Titi Mary Tran/Nguoi-Viet English
As a hungry teenager, I craved bánh mì every morning before going to school. In those days, bánh mì was a luxury, and two bánh mì could cost a day’s work, even though the traditional offering from a small town in central Vietnam was simple: bread toasted on warm coal, pate, mayonnaise, meatballs, a bit of shredded pork, cucumber, green onion, cilantro, Vietnamese coriander, fresh chilies, and soy sauce. Extra toppings of pork cake and meatballs could be added for extra money, or it was served as just bland bread and soy sauce if one was on the tight budget.
Today, bánh mì is much more accessible and affordable. California’s Little Saigons have bánh mì shops on every corner.

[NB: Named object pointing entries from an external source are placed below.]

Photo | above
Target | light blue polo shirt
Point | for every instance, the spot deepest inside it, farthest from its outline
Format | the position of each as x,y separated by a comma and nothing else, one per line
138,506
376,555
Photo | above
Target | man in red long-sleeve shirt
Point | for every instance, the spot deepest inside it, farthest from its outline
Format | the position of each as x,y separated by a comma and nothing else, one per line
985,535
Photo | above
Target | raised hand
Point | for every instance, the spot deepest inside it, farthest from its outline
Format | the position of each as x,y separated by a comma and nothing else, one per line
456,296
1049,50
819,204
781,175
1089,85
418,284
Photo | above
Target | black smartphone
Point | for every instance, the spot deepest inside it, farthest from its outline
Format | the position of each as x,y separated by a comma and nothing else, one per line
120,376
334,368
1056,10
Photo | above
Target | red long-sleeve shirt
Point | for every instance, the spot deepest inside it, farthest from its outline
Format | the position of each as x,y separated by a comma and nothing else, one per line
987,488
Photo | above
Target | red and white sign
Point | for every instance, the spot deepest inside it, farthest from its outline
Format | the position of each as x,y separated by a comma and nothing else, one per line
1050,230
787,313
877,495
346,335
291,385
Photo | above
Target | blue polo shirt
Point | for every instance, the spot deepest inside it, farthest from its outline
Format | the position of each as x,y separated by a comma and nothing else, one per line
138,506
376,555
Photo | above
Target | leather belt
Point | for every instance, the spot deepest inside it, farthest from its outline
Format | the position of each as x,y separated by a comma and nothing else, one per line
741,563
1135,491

The recipe resembles that of Saigon’s style, which includes bread, pate, mayonnaise, pork cake, char siu (BBQ) pork belly, giò thủ (pork fatty cake made of pork snout, ear and skin), daikon and carrot pickle, cilantro, jalapenos, and soy sauces. Diners also can customize bánh mì to their liking by choosing toppings such as grilled beef, BBQ chicken, pork meatballs, fish, eggs and such.
The French are to thank for the beginnings of bánh mì. According to Andrew Lam in the article “Bánh mì: The Rise of the Vietnamese Sandwich”: “The French arrived in Vietnam initially as missionaries in the seventeenth century and established colonial control of Vietnam in 1887 with the formation of La Fédération Indochinoise. The French brought their language and their food, including eventually the baguette, the long thin loaf of bread that became popular in France in the early twentieth century. By the 1950s the Vietnamese started to tinker with it and, signaling Vietnamese appropriation of the baguette, started calling it bánh mì — simply, wheat bread.”

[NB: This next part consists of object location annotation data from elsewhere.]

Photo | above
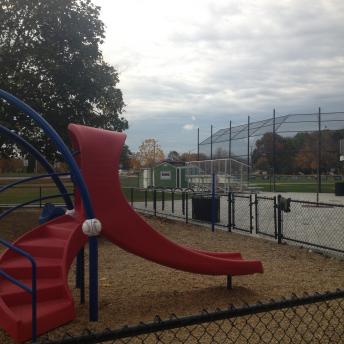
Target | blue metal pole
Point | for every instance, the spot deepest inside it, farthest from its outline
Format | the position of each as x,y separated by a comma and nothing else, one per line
79,181
213,205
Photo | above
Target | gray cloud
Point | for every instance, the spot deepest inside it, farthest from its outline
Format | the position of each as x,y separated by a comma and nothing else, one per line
232,59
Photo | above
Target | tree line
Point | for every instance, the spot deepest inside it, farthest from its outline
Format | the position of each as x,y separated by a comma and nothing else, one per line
299,153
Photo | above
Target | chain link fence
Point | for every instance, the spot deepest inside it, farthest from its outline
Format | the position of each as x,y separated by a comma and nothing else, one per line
309,224
317,318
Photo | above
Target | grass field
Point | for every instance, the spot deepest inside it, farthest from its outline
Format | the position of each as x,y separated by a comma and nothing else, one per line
294,183
45,187
133,289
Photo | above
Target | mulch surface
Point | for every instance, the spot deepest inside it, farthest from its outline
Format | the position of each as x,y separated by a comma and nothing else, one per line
133,289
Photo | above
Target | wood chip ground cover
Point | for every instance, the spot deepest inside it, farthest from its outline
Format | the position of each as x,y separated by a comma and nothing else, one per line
133,289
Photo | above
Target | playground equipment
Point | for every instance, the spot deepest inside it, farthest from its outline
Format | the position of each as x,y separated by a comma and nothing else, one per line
231,175
34,292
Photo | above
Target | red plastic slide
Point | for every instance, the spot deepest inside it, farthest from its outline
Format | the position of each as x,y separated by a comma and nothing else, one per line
98,159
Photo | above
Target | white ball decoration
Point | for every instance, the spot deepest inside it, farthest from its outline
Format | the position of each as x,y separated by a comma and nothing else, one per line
92,227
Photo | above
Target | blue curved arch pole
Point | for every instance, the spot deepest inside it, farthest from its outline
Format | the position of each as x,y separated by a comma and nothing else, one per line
42,160
80,183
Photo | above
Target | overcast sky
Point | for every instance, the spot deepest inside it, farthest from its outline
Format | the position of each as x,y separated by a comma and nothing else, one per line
186,64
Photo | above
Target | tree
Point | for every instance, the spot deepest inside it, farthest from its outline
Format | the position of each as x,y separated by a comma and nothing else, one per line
188,156
173,155
50,57
149,153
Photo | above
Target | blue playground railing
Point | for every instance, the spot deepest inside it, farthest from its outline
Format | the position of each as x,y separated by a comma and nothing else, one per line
24,180
41,159
80,184
32,290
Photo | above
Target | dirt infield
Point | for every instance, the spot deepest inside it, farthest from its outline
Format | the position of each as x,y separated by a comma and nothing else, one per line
133,289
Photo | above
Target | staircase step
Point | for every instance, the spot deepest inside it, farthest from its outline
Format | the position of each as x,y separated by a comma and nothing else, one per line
8,288
59,231
44,247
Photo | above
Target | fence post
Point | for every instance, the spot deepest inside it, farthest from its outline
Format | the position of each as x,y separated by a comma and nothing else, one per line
172,197
233,210
154,201
248,150
229,200
275,216
132,196
40,196
183,203
80,274
319,155
251,214
256,213
186,207
274,151
279,220
197,144
213,204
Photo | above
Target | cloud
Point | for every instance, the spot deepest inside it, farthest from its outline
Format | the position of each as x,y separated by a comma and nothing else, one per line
188,126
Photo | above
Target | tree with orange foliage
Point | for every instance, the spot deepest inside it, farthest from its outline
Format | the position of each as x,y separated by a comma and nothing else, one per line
149,153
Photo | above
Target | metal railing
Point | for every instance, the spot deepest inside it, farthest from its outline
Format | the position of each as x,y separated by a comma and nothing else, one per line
309,224
316,318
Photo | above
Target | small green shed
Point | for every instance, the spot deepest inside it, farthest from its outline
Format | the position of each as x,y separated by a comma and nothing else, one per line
169,174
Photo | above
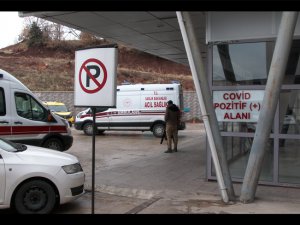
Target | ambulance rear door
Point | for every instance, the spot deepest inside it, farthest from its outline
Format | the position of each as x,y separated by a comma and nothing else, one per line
5,109
126,115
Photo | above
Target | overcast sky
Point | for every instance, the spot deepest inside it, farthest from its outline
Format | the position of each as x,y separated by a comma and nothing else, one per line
11,26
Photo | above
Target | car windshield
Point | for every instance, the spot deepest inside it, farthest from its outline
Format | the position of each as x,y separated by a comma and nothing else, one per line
58,108
11,147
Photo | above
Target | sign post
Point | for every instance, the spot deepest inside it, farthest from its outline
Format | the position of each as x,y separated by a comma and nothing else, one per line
95,87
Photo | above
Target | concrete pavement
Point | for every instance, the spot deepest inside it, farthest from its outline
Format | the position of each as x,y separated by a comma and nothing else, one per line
174,184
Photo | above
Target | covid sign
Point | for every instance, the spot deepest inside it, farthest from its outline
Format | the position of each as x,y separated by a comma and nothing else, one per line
238,106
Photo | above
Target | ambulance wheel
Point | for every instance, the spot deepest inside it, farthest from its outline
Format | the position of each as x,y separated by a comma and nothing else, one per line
88,128
158,130
53,143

However, different from the French baguettes, which are made mostly of wheat flour, makers of Vietnamese bánh mì mix rice flour and wheat flour to form the bread, reflecting the fundamental fabric of Vietnam’s culture and agriculture in rice.
I set out to taste as many of these airy baguettes with meat or vegetable fillings as I could in as many bánh mì shops as I could find in Little Saigon in Southern California, sampling the dish from locations including Bánh Mì Chè Cali, Tip Top Sandwich, Lynda Sandwich, Top Baguette, Lee’s Sandwiches, Saigon Bakery, Au Coeur de Paris, and Boulangerie Pierre & Patisserie. The list goes on.
I also have eaten at many of the baguette shops in France from Nice to Paris and even attended a bread festival in Paris to hunt for that pleasure of being satisfied with a warm-crunchy-juicy-spicy-sweet-savory-fatty-tangy-aromatic-fresh bánh mì, one bite at a time.
Despite eating delicious bánh mì from Little Saigon to Paris, from places of bánh mì’s origin to places of bánh mì‘s creation, the flavor of my childhood remains a distant memory. While I now can afford to buy and eat all the bánh mì my heart desires, the pleasurable satisfaction derived from that one bite of fresh bánh mì from home has yet to be found.